Tenho meditado e escrito sobre a necessidade da separação entre luz e trevas. Ela ocorrerá a despeito da nossa disposição em tentar conciliá-las. Novamente, fui confrontado pela Palavra de Deus; a bendita palavra revelada pelo Senhor, dada-nos para que, por meio dela e da ação do Espírito Santo, sejamos santificados, e cada dia mais semelhantes a Cristo. Ao final, esse é o principal e, porque não, único objetivo dos crentes nesta vida: ser como é o Senhor. Não por algum mérito que haja em nós, nem por algum esforço nosso, mas unicamente pelo poder e a graça de Deus de nos transformar de miseráveis pecadores em santos redimidos por Seu Filho Amado.
O impacto ao lê-lo foi o de cair e rolar escada abaixo vinte andares até o fosso; foi o de pular do avião sem pára-quedas; foi como se mil floretes perfurassem-me ao mesmo tempo; senti-me tão miserável em toda a minha pecaminosidade que os olhos marejaram, e lágrimas rolaram pelo rosto. A reação foi a de ter os ossos quebrados, esmagados, então, curvei-me, quedei-me contrito, em silêncio, diante da santidade divina, e da minha iniquidade.
Foi quando lembrei-me de Davi: “Porque eu conheço as minhas transgressões, e o meu pecado está sempre diante de mim. Contra ti, contra ti somente pequei, e fiz o que é mal à tua vista… Eis que em iniquidade fui formado, e em pecado me concebeu minha mãe” (Sl 51.3-5).
Foi quando lembrei-me de Paulo: “Porque eu sei que em mim, isto é, na minha carne, não habita bem algum; e com efeito o querer está em mim, mas não consigo realizar o bem. Porque não faço o bem que quero, mas o mal que não quero esse faço… Miserável homem que eu sou! quem me livrará do corpo desta morte?” (Rm 7.18-19;24).

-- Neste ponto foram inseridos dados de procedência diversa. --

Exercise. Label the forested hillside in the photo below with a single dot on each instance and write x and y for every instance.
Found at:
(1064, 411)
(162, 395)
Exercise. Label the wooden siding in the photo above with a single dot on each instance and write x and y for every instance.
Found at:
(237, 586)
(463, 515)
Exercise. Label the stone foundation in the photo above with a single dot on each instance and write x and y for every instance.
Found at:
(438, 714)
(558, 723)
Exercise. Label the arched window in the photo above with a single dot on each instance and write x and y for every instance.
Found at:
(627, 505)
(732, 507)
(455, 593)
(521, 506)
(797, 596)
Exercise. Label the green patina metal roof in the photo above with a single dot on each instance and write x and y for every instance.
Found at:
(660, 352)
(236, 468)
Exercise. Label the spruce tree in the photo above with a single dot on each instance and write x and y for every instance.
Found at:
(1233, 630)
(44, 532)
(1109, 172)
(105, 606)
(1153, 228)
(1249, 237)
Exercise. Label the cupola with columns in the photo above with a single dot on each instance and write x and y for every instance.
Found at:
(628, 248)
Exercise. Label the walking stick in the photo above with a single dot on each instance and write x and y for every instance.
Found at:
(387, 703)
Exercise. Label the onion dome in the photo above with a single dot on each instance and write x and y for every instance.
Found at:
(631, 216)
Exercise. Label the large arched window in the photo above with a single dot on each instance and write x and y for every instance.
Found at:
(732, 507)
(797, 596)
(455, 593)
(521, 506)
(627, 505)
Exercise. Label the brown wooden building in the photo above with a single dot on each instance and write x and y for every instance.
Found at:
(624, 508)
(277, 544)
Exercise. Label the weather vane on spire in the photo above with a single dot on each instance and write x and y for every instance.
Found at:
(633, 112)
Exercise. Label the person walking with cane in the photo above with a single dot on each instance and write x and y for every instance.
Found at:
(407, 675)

Estendido por toda a Escritura, a leitura do verso colocou-me no devido lugar: de inimigo de Deus; porque a inclinação da carne é morte, e inimizade contra Ele; não podendo agradá-lO, pois não está sujeito à Sua lei, nem, em verdade, o pode ser (Rm 8.6-8). A amizade do mundo é inimizade contra Deus, e quem “quiser ser amigo do mundo constitui-se inimigo de Deus” (Tg 4.4).
Como disse outras vezes, não há tons cinzas na Escritura. Ela é preta e branca. Não há como subir no muro e tentar contemporizá-la, nem mesmo ficar alheio a ela. A verdade, mais cedo ou mais tarde, estará diante de nós; se em Cristo, nesta vida, será para salvação; se no Dia do Senhor, quando julgará a humanidade, na vida eterna, será para a condenação de todo aquele que não crê no Filho como a verdade. Ali não haverá chance de reconciliação. A oportunidade é agora, o dia se chama Hoje, “para que nenhum de vós se endureça pelo engano do pecado” (Hb 3.13).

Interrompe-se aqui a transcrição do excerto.